Wow, it’s really great to have so many posters here who can provide some professional and informed opinions.
I have a question for ya’ll. Petroleum prices are going up, but if we were able to generate our own non-food crop based biofuels, would it be possible for farms to be self-sustaining? That is, could they “grow” their own fuel, and put that fuel to work harvesting food crops? This sounds almost too good to be true, but if the amount of fuel generated can produce an amount of energy greater than all the energy costs that went into producing it, that wouldn’t be so far-fetched, would it?
QUOTE]
I can’t claim to be all that informed. I do remember back in the early 1980s when a number of farmers brewed their own alcohol for machinery and vehicles. They used everything you could name, and some were really inventive. Garbage, paper, wood chips, grass, crop detritus, cane. You name it. They all seemed to have a good time doing it, but they didn’t do it for years and years either.

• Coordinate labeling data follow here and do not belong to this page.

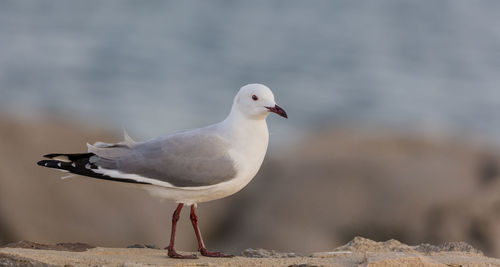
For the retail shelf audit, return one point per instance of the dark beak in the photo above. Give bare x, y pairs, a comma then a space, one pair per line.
278, 110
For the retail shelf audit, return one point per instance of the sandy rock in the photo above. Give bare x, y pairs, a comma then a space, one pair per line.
361, 252
264, 253
400, 259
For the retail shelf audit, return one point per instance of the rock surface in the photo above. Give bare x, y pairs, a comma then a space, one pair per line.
358, 252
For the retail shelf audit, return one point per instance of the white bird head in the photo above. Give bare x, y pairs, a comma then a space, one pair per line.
257, 101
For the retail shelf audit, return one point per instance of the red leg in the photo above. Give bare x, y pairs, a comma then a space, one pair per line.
203, 250
171, 251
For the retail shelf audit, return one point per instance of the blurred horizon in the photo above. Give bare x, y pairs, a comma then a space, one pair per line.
376, 92
161, 66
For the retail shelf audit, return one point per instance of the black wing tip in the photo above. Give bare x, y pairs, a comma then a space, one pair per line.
80, 169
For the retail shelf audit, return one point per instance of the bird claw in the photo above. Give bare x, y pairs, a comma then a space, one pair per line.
215, 254
175, 255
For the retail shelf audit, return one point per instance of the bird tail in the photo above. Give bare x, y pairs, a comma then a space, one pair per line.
81, 164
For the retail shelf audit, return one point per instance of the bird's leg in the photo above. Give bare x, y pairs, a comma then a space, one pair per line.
203, 250
171, 251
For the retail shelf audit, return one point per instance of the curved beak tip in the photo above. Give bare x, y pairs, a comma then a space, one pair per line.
278, 110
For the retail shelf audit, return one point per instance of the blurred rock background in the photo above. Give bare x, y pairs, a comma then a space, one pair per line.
393, 129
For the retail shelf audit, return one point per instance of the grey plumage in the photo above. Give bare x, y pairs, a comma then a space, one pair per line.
184, 159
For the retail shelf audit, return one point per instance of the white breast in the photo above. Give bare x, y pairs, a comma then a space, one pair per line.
249, 146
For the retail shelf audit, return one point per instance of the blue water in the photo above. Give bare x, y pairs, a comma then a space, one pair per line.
158, 66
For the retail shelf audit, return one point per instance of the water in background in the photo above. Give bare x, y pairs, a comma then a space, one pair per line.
158, 66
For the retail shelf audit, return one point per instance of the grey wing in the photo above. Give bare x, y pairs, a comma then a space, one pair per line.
186, 159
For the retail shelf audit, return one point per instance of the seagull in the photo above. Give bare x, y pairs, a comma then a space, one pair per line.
190, 166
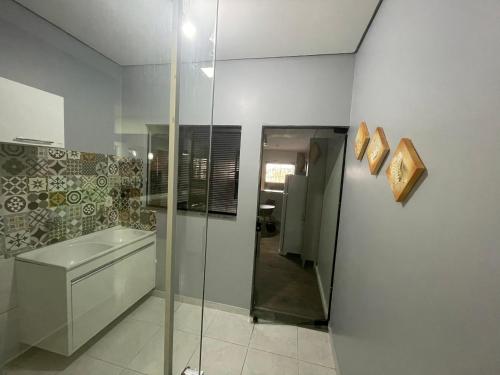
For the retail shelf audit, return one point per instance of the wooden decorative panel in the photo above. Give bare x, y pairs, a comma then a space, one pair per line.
404, 170
361, 141
377, 150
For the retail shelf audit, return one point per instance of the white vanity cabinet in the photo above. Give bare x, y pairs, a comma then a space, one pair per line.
66, 299
30, 116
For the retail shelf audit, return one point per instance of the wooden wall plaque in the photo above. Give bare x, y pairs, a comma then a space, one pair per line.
404, 170
377, 150
361, 141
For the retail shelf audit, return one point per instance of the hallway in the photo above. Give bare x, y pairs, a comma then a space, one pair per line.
283, 285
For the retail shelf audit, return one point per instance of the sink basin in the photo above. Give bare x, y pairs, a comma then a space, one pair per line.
67, 255
121, 235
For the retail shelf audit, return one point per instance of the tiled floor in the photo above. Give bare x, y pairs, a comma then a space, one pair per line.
231, 346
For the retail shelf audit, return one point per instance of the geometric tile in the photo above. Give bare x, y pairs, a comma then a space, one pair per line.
101, 158
74, 212
37, 184
57, 198
135, 167
12, 166
39, 217
89, 209
15, 204
73, 155
113, 168
88, 167
56, 167
59, 212
74, 197
38, 200
37, 167
101, 168
14, 185
88, 225
42, 153
73, 167
16, 241
102, 182
112, 216
56, 154
57, 231
16, 150
74, 182
88, 182
15, 223
88, 156
57, 183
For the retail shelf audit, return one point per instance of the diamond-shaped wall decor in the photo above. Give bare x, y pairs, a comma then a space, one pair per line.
377, 150
404, 169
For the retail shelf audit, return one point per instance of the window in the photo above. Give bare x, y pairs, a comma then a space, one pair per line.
276, 172
194, 148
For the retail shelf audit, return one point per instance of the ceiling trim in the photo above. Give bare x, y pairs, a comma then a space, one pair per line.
368, 26
66, 33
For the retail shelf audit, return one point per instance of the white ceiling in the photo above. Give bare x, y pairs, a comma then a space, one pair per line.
136, 32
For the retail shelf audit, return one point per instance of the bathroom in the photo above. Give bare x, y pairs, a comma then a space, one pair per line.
114, 112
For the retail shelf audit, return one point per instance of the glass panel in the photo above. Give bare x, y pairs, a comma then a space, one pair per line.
196, 80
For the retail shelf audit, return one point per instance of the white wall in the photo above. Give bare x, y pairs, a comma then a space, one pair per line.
417, 285
37, 54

As far as I know, none of them blew themselves up. But that was all just “home made” stuff, not necessarily viable commercially, because they put their own work into it. So it wasn’t really “free” because if you did that on a larger scale, you would have to pay people to do it (and probably have a lot better equipment as well as an energy source for distilling other than wood a farmer cuts himself) They didn’t have any transportation costs, either. Make alcohol, carry it to tractor, pour it in. That was their transportation system. So, I guess the answer is that it’s clearly possible as an “on the farm” thing. Beyond that, I don’t know.